Lip and eye pencils: Three to five years
Pencils usually go very close to mucous membranes, thereby increasing the chances of both picking up bacteria and transmitting them back to your eyes and lips. However, every time you sharpen them, it gets rid of the contaminated layers and reveals a fresh, clean one. This extends their shelf life. Only caveat: Regularly sanitise your sharpener and toss out the pencil immediately if you have any cold sores or eye infections.
PS: Self-sharpening pencils don’t have the same benefits and need to be tossed out after 3-6 months.
Mascara and liquid eye liner: Three months
Wet cosmetics such as mascaras and liquid eye liners, which are packed in dark, narrow containers, are literally a petri dish for bacteria – and you’re going to use them next to your eyes! Plus, every time you pump the wand, it pushes air into the formula, drying it out and making for not-so-smooth application.
Nail polish: Two years
The formula will start separating, becoming stringy or gooey. This will start happening sooner if the nail polish is exposed to heat and humidity.
Perfumes: 3 years to infinity
Do perfumes actually expire? Yes, they do. However, they don’t have a fixed expiry date and their longevity depends on a lot of factors – much like fine wine. Which is why some perfumes go “off” in a couple of years, while others are good for a couple of decades (my mother’s Nina Ricci L’Air du Temps, housed in the original crystal bottle and stored at the back of a very cool, very dark cupboard, smells great after 17 years!). That’s because alcohol is the perfect preservative. However, the ingredients inevitably do start oxidising and breaking down when exposed to the environment. Perfumes with heavy base notes, like woods and musks, last longer than light citrus or florals, which evaporate more quickly. Again, perfumes with a higher alcohol content last longer.

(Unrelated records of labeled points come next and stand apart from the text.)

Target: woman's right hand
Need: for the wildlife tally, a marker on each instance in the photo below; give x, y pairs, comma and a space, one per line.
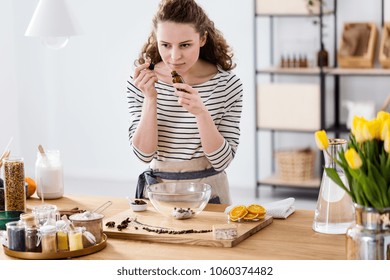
144, 79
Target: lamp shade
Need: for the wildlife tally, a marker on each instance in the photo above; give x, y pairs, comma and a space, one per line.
53, 22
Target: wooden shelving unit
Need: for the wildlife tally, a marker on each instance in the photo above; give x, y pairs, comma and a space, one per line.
323, 73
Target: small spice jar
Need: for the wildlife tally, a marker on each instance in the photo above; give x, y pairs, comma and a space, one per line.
32, 239
16, 236
48, 238
15, 195
76, 239
62, 236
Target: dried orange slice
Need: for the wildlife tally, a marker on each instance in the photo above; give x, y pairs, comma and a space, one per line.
260, 217
256, 209
250, 216
238, 212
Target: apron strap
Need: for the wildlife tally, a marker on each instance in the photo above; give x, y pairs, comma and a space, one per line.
150, 177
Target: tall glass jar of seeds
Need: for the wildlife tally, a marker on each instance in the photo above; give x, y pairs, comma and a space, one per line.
15, 194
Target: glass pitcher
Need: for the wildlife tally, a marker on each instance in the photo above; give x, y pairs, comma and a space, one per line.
335, 211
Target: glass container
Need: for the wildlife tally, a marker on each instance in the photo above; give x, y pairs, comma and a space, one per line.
16, 236
369, 237
48, 238
335, 211
15, 191
49, 175
76, 239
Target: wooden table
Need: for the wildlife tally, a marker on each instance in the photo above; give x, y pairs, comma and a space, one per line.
290, 239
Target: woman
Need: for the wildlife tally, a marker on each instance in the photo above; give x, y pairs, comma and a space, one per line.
186, 131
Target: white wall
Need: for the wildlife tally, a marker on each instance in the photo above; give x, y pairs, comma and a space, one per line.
74, 99
9, 97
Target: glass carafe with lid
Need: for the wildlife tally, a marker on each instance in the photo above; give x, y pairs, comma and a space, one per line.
335, 211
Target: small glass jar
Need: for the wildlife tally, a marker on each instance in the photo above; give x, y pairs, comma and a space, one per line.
49, 175
48, 238
16, 236
33, 242
62, 236
76, 239
32, 238
15, 192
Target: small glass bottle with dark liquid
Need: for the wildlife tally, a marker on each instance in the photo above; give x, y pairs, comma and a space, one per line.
176, 78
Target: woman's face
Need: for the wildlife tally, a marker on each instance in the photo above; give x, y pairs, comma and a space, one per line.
179, 45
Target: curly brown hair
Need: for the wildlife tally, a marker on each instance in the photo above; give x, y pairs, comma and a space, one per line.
216, 50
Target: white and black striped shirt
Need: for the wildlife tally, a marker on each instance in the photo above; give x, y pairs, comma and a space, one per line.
178, 136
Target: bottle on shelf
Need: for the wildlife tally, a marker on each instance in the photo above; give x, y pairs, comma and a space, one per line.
322, 57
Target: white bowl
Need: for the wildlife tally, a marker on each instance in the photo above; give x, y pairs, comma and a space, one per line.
179, 200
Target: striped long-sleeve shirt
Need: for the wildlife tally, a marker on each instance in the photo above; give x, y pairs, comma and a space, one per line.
178, 135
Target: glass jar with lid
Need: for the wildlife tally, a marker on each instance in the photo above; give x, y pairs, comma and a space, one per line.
49, 175
32, 237
15, 193
48, 238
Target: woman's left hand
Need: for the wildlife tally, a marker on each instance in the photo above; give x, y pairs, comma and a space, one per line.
189, 98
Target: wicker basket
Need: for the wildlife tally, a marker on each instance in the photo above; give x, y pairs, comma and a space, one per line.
295, 165
363, 61
384, 58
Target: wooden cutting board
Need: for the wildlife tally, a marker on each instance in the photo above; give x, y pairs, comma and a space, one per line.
203, 221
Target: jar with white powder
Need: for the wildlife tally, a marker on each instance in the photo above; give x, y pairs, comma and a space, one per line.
49, 175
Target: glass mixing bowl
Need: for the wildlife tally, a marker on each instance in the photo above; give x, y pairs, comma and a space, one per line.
179, 200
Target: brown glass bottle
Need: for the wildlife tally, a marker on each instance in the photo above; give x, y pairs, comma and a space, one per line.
322, 57
176, 78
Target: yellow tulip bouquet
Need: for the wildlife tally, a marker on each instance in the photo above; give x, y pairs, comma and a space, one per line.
365, 162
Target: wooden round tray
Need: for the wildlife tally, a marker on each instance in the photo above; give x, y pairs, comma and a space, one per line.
58, 255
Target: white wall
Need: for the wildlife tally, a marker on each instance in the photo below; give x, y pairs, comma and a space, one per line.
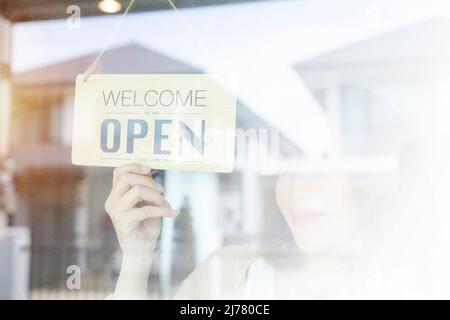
5, 87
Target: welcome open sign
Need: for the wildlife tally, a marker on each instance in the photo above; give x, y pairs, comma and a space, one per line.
180, 122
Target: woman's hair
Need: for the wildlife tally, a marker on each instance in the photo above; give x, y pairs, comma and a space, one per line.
275, 240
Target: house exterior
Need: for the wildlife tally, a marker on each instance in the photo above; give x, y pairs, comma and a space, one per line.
387, 99
66, 213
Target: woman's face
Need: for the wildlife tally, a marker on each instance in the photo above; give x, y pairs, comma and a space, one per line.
315, 210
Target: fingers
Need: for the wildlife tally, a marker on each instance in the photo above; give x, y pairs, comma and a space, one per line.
149, 212
135, 168
127, 180
137, 194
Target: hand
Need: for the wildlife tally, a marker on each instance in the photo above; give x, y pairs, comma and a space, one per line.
136, 205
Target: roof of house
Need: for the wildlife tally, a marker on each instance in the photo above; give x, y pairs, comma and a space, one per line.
139, 60
424, 41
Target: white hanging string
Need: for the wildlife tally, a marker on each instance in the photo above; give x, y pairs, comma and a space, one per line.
94, 64
180, 17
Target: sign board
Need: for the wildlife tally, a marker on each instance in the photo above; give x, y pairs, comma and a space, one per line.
175, 122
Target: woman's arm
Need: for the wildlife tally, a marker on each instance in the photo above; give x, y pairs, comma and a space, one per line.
136, 205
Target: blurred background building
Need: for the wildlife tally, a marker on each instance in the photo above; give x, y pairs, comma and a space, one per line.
347, 87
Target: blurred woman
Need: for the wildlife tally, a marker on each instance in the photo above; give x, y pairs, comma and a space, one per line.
304, 263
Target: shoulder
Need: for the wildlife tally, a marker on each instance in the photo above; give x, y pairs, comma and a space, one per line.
220, 276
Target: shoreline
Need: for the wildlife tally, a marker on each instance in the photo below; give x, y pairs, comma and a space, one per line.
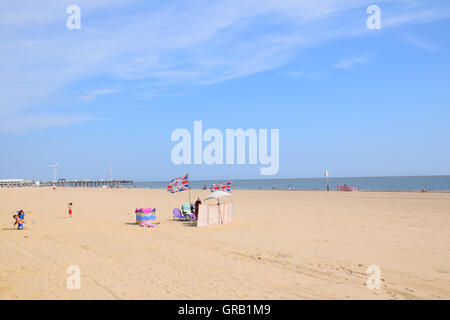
280, 245
240, 189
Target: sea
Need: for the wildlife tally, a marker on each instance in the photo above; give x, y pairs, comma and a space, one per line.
430, 183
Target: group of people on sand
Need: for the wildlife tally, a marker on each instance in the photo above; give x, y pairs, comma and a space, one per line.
19, 217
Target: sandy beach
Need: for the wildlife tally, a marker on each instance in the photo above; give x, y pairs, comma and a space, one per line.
281, 245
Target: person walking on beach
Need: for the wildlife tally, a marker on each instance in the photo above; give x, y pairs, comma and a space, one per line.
19, 219
70, 209
197, 204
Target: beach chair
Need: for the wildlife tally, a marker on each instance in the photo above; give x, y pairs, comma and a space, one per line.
186, 210
177, 214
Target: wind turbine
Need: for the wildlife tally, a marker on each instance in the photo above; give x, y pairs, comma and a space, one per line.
109, 172
54, 166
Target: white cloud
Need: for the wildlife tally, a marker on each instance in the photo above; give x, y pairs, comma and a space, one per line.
30, 122
350, 62
95, 93
160, 45
422, 44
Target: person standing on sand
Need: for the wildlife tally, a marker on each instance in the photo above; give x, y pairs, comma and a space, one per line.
70, 209
197, 204
20, 220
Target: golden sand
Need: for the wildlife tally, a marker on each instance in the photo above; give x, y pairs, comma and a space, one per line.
282, 245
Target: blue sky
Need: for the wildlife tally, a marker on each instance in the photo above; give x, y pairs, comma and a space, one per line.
357, 102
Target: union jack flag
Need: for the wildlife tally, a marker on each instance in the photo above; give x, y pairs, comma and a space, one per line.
179, 184
221, 186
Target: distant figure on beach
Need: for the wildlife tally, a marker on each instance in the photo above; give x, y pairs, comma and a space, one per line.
197, 204
19, 219
70, 209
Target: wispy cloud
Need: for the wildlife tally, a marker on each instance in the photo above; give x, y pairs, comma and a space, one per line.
31, 122
350, 62
422, 44
163, 45
301, 74
95, 93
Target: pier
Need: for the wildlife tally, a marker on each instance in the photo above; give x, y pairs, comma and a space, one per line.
90, 183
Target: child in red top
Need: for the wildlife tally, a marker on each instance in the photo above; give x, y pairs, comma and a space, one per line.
70, 209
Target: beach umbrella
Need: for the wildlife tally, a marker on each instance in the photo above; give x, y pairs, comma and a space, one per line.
217, 195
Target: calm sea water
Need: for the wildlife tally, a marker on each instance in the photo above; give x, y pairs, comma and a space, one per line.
431, 183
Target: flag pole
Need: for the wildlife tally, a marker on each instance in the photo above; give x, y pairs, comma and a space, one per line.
189, 192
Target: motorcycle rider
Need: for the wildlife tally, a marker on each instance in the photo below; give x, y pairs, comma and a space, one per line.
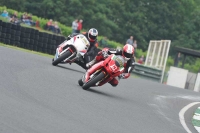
127, 53
91, 35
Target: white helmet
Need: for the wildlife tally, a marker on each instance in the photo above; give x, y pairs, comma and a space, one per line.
92, 34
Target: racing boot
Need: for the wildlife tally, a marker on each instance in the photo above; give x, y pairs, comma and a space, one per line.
91, 63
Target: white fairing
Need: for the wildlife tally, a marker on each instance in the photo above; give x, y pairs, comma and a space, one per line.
80, 42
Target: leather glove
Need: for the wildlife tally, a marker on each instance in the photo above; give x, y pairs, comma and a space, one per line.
124, 75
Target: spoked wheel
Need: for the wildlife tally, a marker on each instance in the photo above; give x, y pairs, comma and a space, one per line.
93, 81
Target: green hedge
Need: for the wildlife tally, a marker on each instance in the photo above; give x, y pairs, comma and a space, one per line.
65, 30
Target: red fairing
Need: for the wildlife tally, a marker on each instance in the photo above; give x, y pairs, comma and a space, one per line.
108, 66
126, 75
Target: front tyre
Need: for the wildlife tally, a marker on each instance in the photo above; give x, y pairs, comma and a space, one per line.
61, 58
93, 81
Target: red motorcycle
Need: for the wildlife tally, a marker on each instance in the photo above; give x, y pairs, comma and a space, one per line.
103, 72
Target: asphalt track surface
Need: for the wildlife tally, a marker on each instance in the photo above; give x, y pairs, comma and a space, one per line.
36, 97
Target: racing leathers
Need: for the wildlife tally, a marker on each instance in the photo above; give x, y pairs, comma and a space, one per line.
102, 55
82, 61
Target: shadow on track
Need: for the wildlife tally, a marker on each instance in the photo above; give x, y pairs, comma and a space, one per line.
70, 69
107, 95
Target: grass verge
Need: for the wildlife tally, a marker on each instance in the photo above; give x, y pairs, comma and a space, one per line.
26, 50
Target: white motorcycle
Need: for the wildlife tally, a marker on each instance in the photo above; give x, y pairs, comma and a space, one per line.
69, 51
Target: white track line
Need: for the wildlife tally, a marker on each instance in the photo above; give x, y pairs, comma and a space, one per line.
182, 113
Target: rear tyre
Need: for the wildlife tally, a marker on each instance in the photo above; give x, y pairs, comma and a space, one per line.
93, 81
80, 82
61, 58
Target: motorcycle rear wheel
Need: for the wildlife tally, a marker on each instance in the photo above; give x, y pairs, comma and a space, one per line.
93, 81
61, 58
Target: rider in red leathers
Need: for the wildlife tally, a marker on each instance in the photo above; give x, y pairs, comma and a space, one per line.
127, 52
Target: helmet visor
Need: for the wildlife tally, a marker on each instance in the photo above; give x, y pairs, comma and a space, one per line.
92, 37
128, 55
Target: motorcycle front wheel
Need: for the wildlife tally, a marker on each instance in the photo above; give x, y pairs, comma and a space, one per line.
93, 81
61, 58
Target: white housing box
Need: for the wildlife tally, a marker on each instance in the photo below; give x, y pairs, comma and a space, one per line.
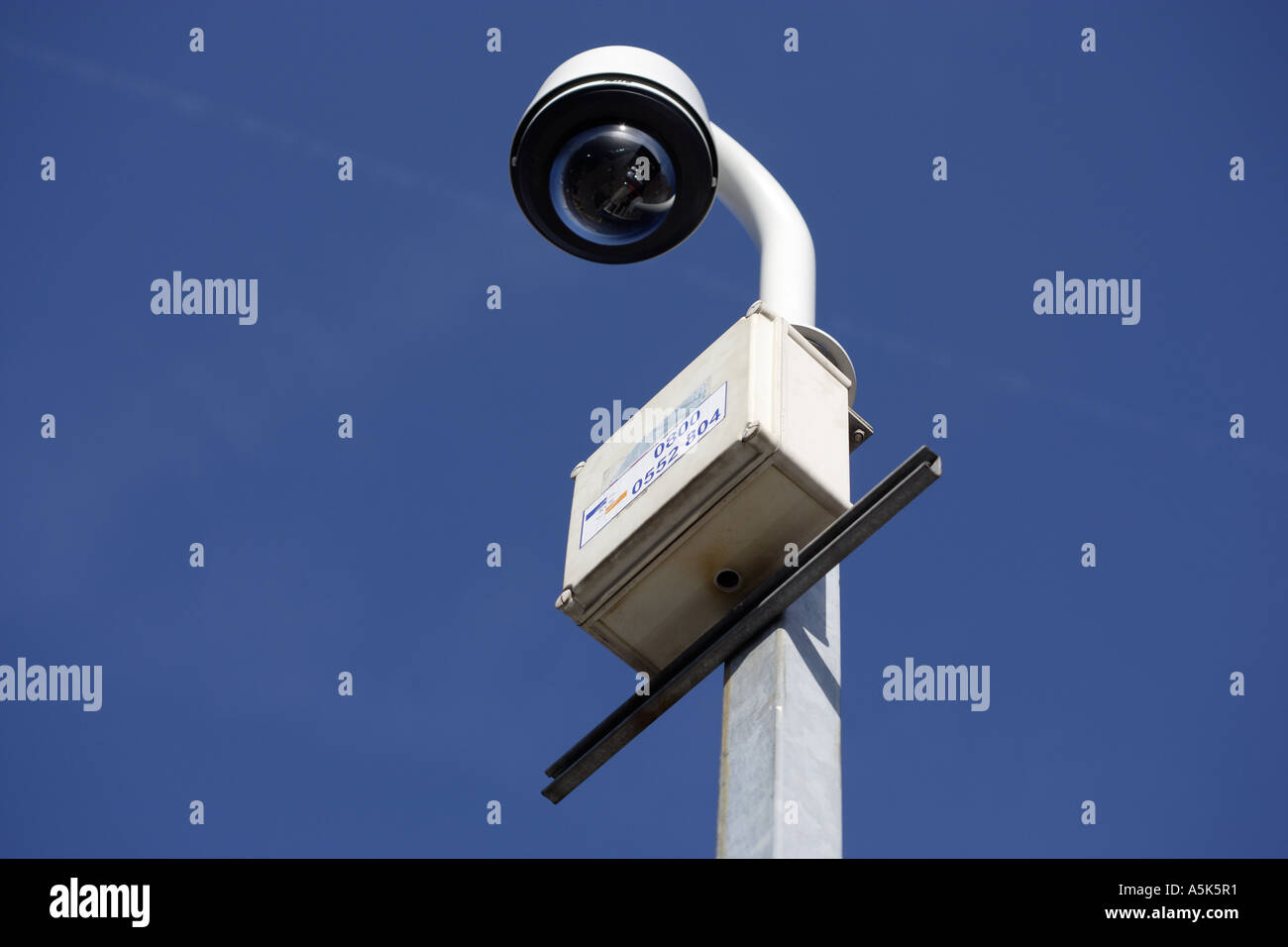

Next, comes the way you store your perfumes. Sunlight, heat and humidity are mortal enemies of fragrance, leading to chemical changes that alter the scent. When this happens, you will notice that the perfume starts changing colour – becoming darker or going milky – and starts smelling more like alcohol than a fragrance. The best way to increase your perfume’s shelf life is by storing them in a cool, dry place, like a drawer or wardrobe.